Perkembangan teknologi informasi dan telekomunikasi, antara lain jaringan
komunikasi data secara on-line,
jaringan informasi internasional (internet), teknologi citra image untuk aplikasi
berbasis grafis, dan yang
memungkinkan penerapan otomatisasi administrasi anatara lain electronic mail dan teleconferencing, dapat
menunjang kelancaran manajemen. Namun kemanfaatannya
harus dengan arah yang jelas, agar tujuan untuk meningkatkan efektifitas
dan efisiensi tidak menjadikannya sebagai
penyebab inefesiensi.
Perkembangan teknologi informasi yang oleh sementara pakar disebut
sebagai revolusi informasi dan membawa umat manusia meninggalkan abad industri memasuki
abad informasi, akan berdampak luas pada semua
bidang, baik politik, ekonomi, maupun sosial, termasuk administrasi negara dan administrasi pembangunan. Wriston (1992) mengatakan bahwa
sumber kekayaan baru nanti tidak
bersifat material, tetapi adalah informasi,
yaitu pengetahuan yang diterapkan untuk menghasilkan value.

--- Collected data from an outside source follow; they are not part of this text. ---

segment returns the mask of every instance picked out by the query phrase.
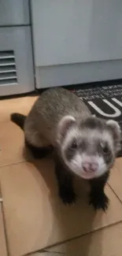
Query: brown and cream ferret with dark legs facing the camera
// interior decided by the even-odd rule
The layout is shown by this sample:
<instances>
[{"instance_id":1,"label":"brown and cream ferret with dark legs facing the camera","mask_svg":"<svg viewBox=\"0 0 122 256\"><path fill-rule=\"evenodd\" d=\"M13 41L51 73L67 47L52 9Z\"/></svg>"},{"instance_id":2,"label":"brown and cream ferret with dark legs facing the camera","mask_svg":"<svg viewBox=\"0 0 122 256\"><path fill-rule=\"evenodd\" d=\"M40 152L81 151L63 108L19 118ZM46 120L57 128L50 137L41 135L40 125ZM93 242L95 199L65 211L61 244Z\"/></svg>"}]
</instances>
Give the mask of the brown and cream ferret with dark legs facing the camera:
<instances>
[{"instance_id":1,"label":"brown and cream ferret with dark legs facing the camera","mask_svg":"<svg viewBox=\"0 0 122 256\"><path fill-rule=\"evenodd\" d=\"M80 98L62 87L47 89L27 117L12 113L11 121L24 130L26 146L35 157L45 157L54 149L58 192L65 204L76 202L75 174L88 180L94 210L107 210L109 198L104 188L120 150L116 121L93 117Z\"/></svg>"}]
</instances>

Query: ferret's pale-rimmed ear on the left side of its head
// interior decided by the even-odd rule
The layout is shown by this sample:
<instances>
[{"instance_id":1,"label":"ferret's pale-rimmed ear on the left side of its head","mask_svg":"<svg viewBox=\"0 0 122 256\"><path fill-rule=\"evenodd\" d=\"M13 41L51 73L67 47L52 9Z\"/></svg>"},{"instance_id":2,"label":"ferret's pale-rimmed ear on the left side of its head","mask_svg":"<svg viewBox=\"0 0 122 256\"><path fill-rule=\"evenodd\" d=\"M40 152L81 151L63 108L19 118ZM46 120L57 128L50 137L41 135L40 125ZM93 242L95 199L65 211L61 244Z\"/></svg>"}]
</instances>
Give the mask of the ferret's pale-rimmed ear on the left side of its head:
<instances>
[{"instance_id":1,"label":"ferret's pale-rimmed ear on the left side of its head","mask_svg":"<svg viewBox=\"0 0 122 256\"><path fill-rule=\"evenodd\" d=\"M57 139L58 142L65 137L68 128L76 122L76 119L72 116L65 116L61 119L57 126Z\"/></svg>"}]
</instances>

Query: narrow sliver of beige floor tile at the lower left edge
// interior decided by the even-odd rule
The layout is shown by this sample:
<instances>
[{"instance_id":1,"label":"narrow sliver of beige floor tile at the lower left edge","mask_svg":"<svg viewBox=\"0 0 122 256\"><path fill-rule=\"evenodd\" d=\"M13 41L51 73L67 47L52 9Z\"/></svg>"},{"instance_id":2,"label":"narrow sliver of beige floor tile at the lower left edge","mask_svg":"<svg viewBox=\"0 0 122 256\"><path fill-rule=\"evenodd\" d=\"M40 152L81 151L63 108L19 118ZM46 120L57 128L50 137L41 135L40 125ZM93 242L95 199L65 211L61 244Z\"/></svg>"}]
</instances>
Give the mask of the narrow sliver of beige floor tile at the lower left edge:
<instances>
[{"instance_id":1,"label":"narrow sliver of beige floor tile at the lower left edge","mask_svg":"<svg viewBox=\"0 0 122 256\"><path fill-rule=\"evenodd\" d=\"M7 256L6 251L6 239L3 228L3 218L2 218L2 204L0 203L0 255Z\"/></svg>"}]
</instances>

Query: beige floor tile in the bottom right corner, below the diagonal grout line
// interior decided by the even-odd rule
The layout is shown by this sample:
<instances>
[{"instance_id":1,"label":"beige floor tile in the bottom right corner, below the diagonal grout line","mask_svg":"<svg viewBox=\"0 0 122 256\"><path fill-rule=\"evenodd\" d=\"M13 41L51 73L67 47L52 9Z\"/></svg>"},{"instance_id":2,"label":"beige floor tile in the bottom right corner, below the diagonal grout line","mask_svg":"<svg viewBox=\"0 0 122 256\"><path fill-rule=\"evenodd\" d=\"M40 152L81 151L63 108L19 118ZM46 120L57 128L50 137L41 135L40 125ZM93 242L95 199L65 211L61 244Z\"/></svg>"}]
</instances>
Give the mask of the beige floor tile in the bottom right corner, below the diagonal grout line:
<instances>
[{"instance_id":1,"label":"beige floor tile in the bottom right corner, below the diagonal grout line","mask_svg":"<svg viewBox=\"0 0 122 256\"><path fill-rule=\"evenodd\" d=\"M73 239L48 251L67 256L121 256L122 223ZM41 256L41 254L40 254Z\"/></svg>"}]
</instances>

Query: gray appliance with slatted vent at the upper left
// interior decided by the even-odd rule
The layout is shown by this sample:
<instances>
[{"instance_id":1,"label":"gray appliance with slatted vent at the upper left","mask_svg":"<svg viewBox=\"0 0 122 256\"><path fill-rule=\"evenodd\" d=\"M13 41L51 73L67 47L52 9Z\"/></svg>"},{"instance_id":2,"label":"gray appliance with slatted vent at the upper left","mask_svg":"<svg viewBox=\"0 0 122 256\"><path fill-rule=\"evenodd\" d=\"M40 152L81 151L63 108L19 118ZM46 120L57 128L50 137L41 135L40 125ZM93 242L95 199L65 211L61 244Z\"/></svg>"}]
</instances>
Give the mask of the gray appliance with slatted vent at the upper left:
<instances>
[{"instance_id":1,"label":"gray appliance with slatted vent at the upper left","mask_svg":"<svg viewBox=\"0 0 122 256\"><path fill-rule=\"evenodd\" d=\"M0 1L0 96L35 90L28 0Z\"/></svg>"}]
</instances>

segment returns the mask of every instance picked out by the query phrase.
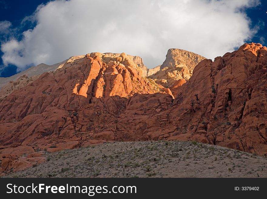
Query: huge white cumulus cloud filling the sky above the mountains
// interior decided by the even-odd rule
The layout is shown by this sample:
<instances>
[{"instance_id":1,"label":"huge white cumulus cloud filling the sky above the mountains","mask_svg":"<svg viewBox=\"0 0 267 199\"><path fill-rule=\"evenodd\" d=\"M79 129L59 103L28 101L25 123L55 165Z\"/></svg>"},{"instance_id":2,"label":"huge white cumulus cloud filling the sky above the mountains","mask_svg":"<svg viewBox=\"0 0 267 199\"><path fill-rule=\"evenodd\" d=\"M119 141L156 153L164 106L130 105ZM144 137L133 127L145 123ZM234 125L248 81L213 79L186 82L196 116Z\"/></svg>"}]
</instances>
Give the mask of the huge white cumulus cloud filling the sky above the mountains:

Dampak revolusi informasi terhadap sistem pemerintahan bangsa-bangsa akan sangat luas
sebagaimana digambarkan oleh Wriston, bahwa dunia sekarang sedang memasuki akhir atau senjanya
kedaulatan (twilight of
sovereignty).
Sebagai penutup dari ulasan ini bagi para pembaca dan praktisi ilmu
administrasi, perkembangan dan perubahan yang
cepat dalam kehidupan manusia harus pula diantisipasi
karena akan mempengaruhi dan menyebabkan berubahnya
berbagai asumsi, premis, paradigma, dan dalildalil yang mengatur kehidupan manusia dan antarmanusia, serta masyarakat dan antarmasyarakat, termasuk hukumhukum dan pandangan-pandangan dalam ilmu administrasi termasuk administrasi pembangunan.